National Urban Training Center
The National Urban Training Center, known as Baladia City or MALI (its Hebrew acronym), is a military training located at the Tze’elim training base in southern Israel. It is used by the Israel Defence Forces to plan assaults on Gaza, the West Bank, Lebanon and Syria. The facility, which was built by the Army Corps of Engineers and funded largely from US military aid, is a 7.4-square-mile model city consisting of 1,100 basic modules that can be reconfigured by mission planners to represent specific towns. [1] The Marine Corps Times website reported in June 2007 that:
NUTC features 472 structures, 1,200 doorways, 2,500 windows, multiple elevator shafts, and four miles of paved streets and semi-paved roads. For added realism, charred automobiles and burned tires litter the roadways. In the near future, planners will add donkeys, sheep, dogs and other live animals that often provide early warning of approaching Israeli troops.[2]

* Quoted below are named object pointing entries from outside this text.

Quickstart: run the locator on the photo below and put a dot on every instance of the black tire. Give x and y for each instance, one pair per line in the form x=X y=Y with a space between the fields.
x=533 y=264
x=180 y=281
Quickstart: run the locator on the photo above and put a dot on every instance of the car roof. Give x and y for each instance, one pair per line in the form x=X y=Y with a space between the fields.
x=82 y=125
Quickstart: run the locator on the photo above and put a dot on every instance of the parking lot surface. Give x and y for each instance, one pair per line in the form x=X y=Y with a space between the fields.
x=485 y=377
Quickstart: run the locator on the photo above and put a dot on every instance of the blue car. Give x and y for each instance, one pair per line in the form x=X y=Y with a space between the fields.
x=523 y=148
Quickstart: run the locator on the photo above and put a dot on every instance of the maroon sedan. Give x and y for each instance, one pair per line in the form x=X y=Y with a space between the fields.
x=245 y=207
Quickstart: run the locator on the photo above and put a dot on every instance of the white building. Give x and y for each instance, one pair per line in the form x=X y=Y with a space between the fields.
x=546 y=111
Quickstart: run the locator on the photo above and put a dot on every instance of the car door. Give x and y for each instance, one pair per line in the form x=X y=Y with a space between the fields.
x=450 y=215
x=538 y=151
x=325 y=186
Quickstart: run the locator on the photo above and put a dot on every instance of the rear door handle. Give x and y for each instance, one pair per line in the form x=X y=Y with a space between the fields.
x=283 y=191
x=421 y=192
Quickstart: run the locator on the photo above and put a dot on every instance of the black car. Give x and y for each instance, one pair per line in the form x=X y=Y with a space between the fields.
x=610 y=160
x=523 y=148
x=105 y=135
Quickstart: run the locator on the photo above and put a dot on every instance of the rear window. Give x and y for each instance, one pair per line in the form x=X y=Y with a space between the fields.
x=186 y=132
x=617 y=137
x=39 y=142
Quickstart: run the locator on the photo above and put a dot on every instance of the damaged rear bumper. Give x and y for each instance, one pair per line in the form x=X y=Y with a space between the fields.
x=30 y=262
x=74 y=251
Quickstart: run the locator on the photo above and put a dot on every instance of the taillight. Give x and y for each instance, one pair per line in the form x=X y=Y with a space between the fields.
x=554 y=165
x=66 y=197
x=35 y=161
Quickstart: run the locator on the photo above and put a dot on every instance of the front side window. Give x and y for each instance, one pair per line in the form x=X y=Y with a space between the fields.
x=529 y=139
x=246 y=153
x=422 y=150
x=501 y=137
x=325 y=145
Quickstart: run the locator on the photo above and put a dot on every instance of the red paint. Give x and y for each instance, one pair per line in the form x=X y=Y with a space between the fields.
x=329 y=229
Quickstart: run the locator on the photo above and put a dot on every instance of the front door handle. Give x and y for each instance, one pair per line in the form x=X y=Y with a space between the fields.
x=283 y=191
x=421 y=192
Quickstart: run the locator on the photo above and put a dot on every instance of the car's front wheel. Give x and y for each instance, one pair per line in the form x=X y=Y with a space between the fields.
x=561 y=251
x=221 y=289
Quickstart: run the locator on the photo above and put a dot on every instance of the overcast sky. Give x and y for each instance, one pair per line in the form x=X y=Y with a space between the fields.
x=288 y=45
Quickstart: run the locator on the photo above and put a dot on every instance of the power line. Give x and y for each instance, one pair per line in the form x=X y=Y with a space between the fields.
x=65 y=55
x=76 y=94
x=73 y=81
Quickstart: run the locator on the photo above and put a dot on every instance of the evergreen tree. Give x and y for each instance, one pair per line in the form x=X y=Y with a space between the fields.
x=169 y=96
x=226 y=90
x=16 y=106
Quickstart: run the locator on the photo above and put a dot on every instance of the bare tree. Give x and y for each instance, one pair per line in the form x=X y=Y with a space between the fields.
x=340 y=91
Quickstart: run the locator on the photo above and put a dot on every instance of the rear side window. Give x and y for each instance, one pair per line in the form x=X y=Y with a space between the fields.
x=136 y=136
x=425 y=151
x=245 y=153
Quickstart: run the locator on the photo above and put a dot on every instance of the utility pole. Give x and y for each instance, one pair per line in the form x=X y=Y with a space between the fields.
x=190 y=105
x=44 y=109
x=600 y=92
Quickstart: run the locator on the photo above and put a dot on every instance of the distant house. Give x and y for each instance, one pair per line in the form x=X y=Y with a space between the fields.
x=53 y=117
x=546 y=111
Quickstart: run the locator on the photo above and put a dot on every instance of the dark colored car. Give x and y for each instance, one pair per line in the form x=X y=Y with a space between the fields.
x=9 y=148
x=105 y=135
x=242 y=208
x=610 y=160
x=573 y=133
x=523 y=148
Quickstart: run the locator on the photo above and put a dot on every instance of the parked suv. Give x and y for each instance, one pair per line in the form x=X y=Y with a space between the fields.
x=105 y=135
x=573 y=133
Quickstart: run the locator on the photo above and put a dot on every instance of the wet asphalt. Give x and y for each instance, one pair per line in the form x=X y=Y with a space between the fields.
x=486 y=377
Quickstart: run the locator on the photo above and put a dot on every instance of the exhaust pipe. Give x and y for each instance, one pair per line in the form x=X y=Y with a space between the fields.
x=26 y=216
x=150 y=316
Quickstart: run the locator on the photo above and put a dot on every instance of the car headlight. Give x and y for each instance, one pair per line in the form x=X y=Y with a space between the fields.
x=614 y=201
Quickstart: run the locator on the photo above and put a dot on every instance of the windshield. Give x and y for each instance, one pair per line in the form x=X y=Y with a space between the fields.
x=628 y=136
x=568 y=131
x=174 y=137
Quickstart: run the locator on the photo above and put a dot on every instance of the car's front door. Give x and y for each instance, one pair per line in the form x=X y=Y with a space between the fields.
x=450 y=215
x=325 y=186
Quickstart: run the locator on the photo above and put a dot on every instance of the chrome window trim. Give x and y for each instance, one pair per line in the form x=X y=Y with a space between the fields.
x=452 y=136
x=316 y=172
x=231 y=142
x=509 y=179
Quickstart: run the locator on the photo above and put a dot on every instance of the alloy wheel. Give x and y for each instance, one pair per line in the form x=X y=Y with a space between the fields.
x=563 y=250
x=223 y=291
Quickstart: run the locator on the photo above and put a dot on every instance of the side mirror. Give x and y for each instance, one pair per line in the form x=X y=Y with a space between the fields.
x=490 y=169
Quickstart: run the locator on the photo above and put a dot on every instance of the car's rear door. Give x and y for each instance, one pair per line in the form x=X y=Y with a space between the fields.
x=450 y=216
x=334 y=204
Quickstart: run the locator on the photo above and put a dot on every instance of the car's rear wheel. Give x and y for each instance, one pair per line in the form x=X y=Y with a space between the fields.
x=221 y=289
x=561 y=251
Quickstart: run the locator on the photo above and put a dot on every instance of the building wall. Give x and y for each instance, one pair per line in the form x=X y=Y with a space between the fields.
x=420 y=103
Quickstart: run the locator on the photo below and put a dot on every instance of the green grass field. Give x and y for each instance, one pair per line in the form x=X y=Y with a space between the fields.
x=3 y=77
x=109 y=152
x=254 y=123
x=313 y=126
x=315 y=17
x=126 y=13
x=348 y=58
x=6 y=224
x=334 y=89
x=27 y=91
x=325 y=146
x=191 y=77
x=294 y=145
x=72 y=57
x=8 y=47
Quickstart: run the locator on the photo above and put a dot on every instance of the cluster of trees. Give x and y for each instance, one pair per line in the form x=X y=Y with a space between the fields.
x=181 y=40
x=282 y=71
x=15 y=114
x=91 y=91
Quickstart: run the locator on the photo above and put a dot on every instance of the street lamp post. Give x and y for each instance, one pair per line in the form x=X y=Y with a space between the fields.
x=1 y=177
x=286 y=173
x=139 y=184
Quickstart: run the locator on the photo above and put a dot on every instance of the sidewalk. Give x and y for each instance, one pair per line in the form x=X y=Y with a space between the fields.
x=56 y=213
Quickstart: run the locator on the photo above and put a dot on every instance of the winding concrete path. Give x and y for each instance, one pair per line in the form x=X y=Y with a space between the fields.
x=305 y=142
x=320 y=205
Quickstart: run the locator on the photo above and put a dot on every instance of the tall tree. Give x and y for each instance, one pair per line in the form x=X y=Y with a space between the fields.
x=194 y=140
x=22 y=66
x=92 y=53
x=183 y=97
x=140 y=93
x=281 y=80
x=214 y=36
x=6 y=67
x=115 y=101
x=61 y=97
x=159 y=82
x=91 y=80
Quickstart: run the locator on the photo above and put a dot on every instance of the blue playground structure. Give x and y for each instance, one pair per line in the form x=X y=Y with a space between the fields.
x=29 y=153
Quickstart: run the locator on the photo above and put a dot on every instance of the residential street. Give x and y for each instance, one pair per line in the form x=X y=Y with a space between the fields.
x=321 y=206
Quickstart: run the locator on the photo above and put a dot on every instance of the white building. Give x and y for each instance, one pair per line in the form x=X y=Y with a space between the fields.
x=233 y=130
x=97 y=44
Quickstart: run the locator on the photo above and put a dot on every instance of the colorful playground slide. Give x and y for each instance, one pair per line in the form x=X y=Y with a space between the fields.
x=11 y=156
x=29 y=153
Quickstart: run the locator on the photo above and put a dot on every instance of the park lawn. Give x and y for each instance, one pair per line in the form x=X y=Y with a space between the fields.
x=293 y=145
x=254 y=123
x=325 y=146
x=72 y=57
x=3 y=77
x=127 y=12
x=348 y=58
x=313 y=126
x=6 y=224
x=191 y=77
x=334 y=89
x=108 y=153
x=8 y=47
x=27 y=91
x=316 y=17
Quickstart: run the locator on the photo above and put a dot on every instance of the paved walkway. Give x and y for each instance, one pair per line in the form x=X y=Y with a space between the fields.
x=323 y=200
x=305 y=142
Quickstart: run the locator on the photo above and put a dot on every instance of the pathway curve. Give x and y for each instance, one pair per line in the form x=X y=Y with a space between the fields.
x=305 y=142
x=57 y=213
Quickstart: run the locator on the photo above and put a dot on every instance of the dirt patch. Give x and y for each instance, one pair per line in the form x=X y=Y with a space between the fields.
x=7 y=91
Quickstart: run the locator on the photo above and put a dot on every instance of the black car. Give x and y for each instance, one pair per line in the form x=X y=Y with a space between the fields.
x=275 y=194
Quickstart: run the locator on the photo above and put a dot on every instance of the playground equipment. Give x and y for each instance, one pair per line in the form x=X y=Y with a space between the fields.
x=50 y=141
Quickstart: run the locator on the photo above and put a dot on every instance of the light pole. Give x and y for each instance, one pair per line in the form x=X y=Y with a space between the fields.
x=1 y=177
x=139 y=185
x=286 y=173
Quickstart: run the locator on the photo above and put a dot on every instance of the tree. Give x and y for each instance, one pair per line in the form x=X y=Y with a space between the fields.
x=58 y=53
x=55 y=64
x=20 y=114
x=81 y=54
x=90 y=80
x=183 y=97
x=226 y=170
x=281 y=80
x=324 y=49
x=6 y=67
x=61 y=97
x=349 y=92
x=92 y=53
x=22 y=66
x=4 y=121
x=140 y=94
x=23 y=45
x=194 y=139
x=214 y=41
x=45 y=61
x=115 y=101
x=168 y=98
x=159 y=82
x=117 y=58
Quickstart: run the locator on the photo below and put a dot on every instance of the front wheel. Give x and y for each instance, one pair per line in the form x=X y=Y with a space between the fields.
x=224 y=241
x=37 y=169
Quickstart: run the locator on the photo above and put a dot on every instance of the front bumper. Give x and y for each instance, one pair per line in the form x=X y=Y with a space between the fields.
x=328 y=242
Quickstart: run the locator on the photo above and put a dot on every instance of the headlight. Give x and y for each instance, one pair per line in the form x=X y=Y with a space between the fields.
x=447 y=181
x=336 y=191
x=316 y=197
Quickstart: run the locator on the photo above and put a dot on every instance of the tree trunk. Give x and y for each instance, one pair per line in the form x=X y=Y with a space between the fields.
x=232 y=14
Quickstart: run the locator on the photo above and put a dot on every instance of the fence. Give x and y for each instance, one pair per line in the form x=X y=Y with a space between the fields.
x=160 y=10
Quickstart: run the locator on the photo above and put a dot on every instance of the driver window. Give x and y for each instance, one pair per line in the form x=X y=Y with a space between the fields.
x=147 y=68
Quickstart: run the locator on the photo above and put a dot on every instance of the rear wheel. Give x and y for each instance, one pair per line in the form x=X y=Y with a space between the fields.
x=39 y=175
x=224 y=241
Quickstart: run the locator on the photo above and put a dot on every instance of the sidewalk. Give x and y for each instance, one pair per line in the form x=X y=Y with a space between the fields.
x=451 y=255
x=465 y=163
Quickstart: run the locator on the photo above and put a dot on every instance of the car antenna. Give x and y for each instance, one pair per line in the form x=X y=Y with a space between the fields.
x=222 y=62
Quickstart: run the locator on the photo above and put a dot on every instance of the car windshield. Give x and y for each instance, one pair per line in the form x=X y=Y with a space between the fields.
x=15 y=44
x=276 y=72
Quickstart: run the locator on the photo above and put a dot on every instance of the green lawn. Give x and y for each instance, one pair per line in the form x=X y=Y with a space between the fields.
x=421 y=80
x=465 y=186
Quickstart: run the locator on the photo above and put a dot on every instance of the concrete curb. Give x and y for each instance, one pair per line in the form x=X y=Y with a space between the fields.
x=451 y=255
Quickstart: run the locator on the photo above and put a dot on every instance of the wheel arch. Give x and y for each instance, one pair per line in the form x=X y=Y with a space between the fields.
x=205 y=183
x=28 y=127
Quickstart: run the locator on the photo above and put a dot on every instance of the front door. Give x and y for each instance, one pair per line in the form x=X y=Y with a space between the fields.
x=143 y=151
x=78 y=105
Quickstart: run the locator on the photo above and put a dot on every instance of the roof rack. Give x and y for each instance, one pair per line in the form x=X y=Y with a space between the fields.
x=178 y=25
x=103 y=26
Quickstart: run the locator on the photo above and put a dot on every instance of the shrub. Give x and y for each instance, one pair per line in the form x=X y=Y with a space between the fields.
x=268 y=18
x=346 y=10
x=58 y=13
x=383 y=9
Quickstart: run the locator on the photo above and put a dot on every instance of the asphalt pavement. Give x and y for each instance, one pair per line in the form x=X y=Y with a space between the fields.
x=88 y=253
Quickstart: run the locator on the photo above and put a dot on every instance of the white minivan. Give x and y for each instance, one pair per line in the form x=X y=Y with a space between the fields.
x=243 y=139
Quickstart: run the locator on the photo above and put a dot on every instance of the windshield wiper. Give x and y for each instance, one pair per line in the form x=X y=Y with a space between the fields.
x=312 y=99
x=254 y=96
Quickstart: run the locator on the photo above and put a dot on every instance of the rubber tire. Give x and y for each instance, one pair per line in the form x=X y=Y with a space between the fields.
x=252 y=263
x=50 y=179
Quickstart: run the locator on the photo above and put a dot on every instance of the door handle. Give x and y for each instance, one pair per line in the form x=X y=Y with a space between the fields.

Steven Blum of the US National Guard visited the Center in 2008 and said: 'I’d like to see Soldiers go through a facility like this somewhere before they deploy to counterinsurgency missions abroad. You get the advantage of the identical climate, the same geography, topography. ... It’s a first-rate place. It couldn’t be more realistic unless you let people actually live there.' [3]
Notes
- ↑ Barbara Opall-Rome, 'Marines to train at new Israeli combat center', marinecorpstimes, 25 June 2007.
- ↑ Barbara Opall-Rome, 'Marines to train at new Israeli combat center', marinecorpstimes, 25 June 2007.
- ↑ Jim Greenhill, 'Israeli training facility model for National Guard', The On Guard, Volume 37 Issue 2, February 2008; p.10.